The early 2000s saw the emergence of a particularly brutal wave of French horror films that critics would later dub the New French Extremity movement. These films pushed boundaries with their unflinching depictions of violence and psychological torment. The methodical torture depicted in the film’s second half is presented not as exploitation but as a clinical, almost religious ritual, making it all the more disturbing. The film’s unflinching approach to violence and its nihilistic worldview have made it a film many horror enthusiasts respect but refuse to revisit.

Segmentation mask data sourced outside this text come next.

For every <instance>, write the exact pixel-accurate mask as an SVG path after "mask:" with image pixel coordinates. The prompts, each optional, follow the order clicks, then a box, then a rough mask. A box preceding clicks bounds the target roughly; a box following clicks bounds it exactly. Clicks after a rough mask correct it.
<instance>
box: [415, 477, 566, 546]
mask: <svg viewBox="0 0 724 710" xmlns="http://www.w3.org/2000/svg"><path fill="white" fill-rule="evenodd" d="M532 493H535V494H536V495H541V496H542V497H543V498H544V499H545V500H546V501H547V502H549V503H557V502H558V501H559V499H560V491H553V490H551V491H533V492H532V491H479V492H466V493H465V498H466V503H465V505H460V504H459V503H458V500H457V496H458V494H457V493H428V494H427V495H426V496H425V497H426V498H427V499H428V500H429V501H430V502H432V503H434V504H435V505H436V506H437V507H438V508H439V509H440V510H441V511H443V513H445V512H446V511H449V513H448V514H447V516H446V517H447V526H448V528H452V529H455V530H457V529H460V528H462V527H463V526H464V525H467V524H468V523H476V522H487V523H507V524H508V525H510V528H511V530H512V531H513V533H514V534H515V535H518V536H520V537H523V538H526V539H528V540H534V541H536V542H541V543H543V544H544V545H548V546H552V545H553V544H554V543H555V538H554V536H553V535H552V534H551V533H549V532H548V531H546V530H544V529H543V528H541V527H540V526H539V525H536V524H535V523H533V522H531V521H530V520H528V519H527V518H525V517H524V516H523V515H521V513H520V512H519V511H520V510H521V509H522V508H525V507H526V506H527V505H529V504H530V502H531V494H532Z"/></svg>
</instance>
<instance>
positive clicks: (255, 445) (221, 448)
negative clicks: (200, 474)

7. We Need to Talk About Kevin (2011)
By the film’s distressing climax, We Need to Talk About Kevin has already fastened a noose around the viewer’s throat. Though it’s not an easy watch, director Lynne Ramsay’s meticulous examination of domestic terror is incredibly vital. The film stars Tilda Swinton as a mother slowly unraveling under the weight of guilt and dread, haunted by the actions of her son Kevin both before and after a catastrophic school shooting. It operates almost entirely in psychological territory, which makes it far harder to shake than anything relying purely on gore.
It would be easy enough to list films featuring grotesque cruelties and vicious assaults, but there’s more to being disturbed beyond mere violence. Sometimes it’s the emotional or mental toll that weighs heaviest. We Need to Talk About Kevin understands this completely. Its refusal to offer comfort, explanation, or catharsis is exactly what makes a second viewing feel almost impossible for most people who’ve sat through it once.
What unites these seven films isn’t brutality alone. It’s the quality of the filmmaking behind it. Each one earns its difficulty. They are built to leave a permanent impression, and for most viewers, one encounter is more than enough to confirm that they did exactly that.